Many exterior slabs that are not overly damaged with salt can be ground down removing the weak cream layer, and treated with a permanent moisture control system. These slabs are much less susceptible to freeze thaw damage as they do not accept the water, as a result they typically dry quicker and have less ice build up issues. The moisture control system becomes part of the concrete. (not a sacrificial top layer that needs to be re-applied every year)
These slabs are left at a lower profile to give an acceptable slip coefficient (traction).
The costs associated with grinding are generally less then half of any overlay option, if it’s done before the damage is extensive.
In most cases unprotected exterior surfaces in our Canadian winter do not fair very well through the freeze thaw. Many become covered in ice making them dangerous to walk on. The water/ice gets deep into the concrete then freezes, expanding within the pores, leaving a rough unsightly surface. Usually salt is the icing on the cake, now you have rebar. When it gets down to this stage when the surface is very weak and anything ridged runs a high risk of delamination.
Rubber Stone is flexible and soft to walk on making it great for many different applications. The black portion of the overlay is recycled rubber and coloured portion is added to change the colour of the overlay. Usually the coloured rubber replaces the black in increments of 10% until the target colour is achieved. Multiple colours can be used. Ex 20% Brown 20% Red and 60% black.
Limited bookings available for 2015 season.

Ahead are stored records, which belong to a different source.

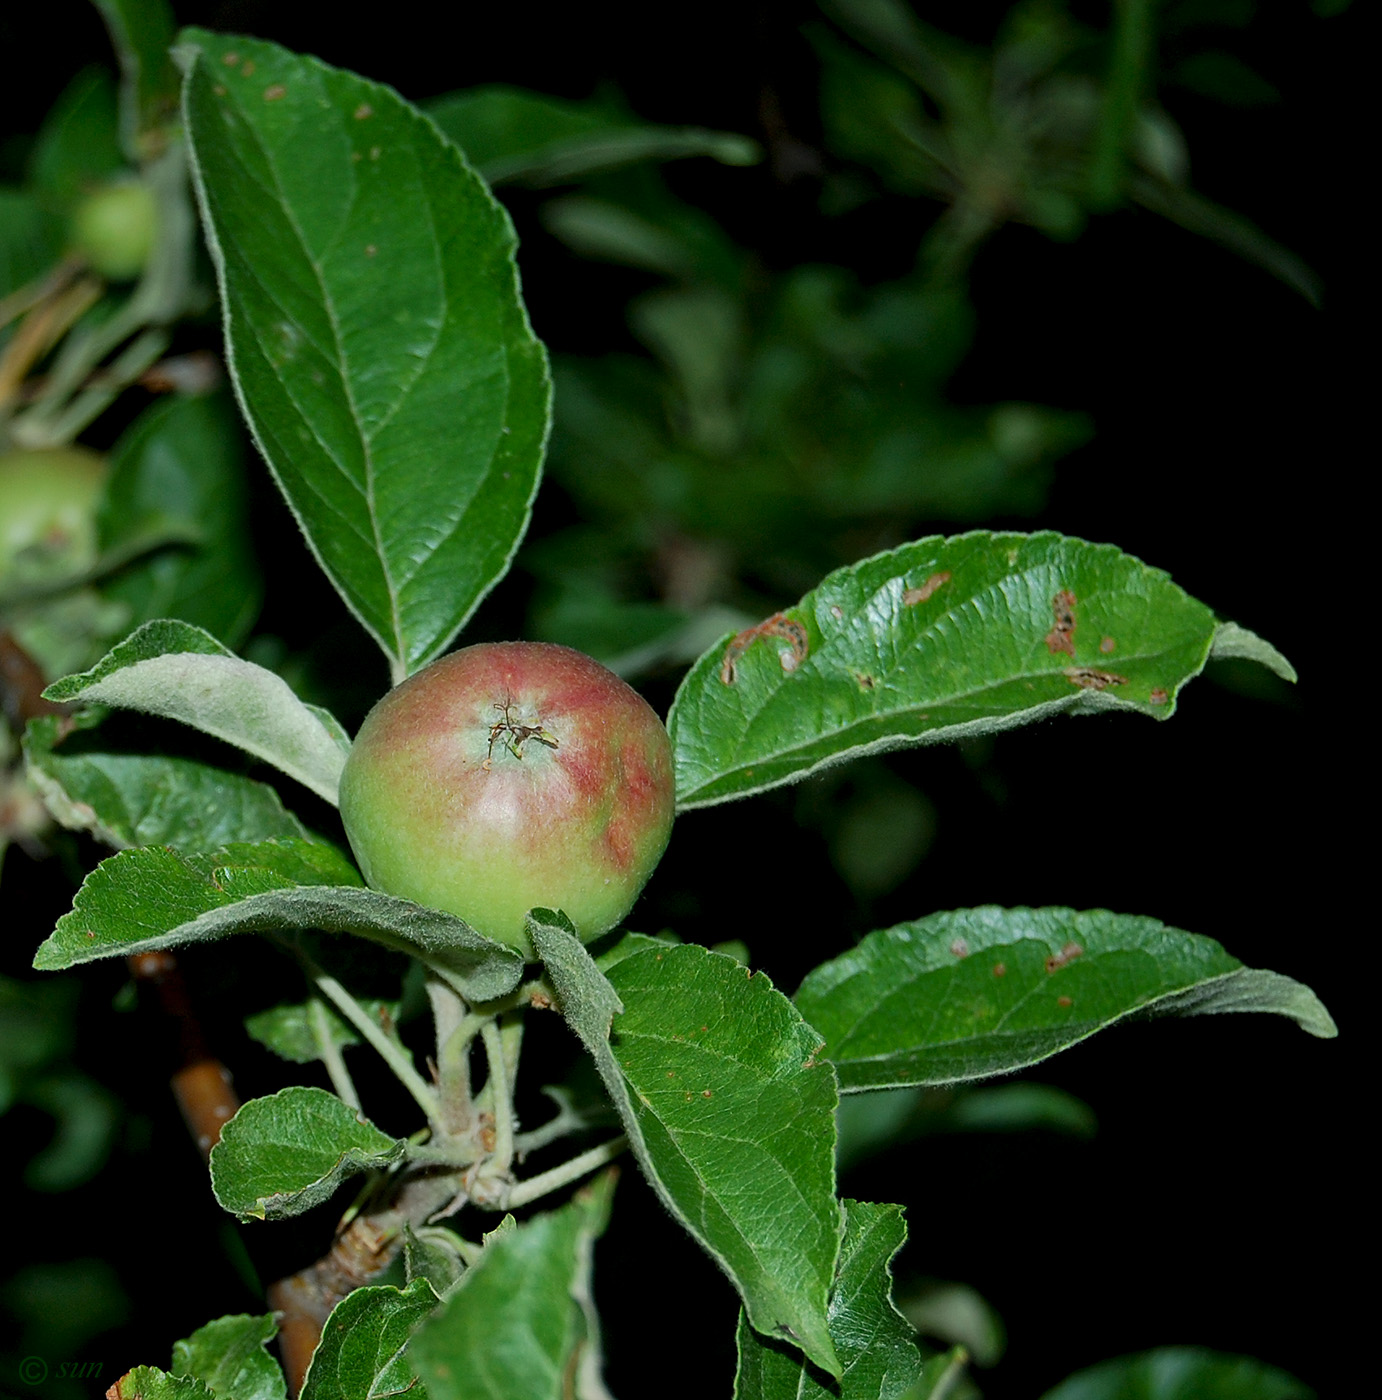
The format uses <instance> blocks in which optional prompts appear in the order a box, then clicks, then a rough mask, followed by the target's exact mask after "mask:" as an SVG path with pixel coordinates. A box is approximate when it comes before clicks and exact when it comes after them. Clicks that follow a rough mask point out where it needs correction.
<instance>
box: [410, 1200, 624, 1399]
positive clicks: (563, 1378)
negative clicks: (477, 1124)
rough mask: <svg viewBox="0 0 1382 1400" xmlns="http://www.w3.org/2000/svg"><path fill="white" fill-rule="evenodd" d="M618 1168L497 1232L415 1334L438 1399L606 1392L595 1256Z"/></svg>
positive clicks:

Cement based overlays are another option for resurfacing concrete that can be effective in certain applications, allowing you to add a new and refreshing finish that can include color or have subsequent topical color or stain added. Existing concrete must be structurally sound and not have any unusual cracking. In most cases overlays are sealed with multiple coats of acrylic sealer and should be resealed as needed every 2 -3 years.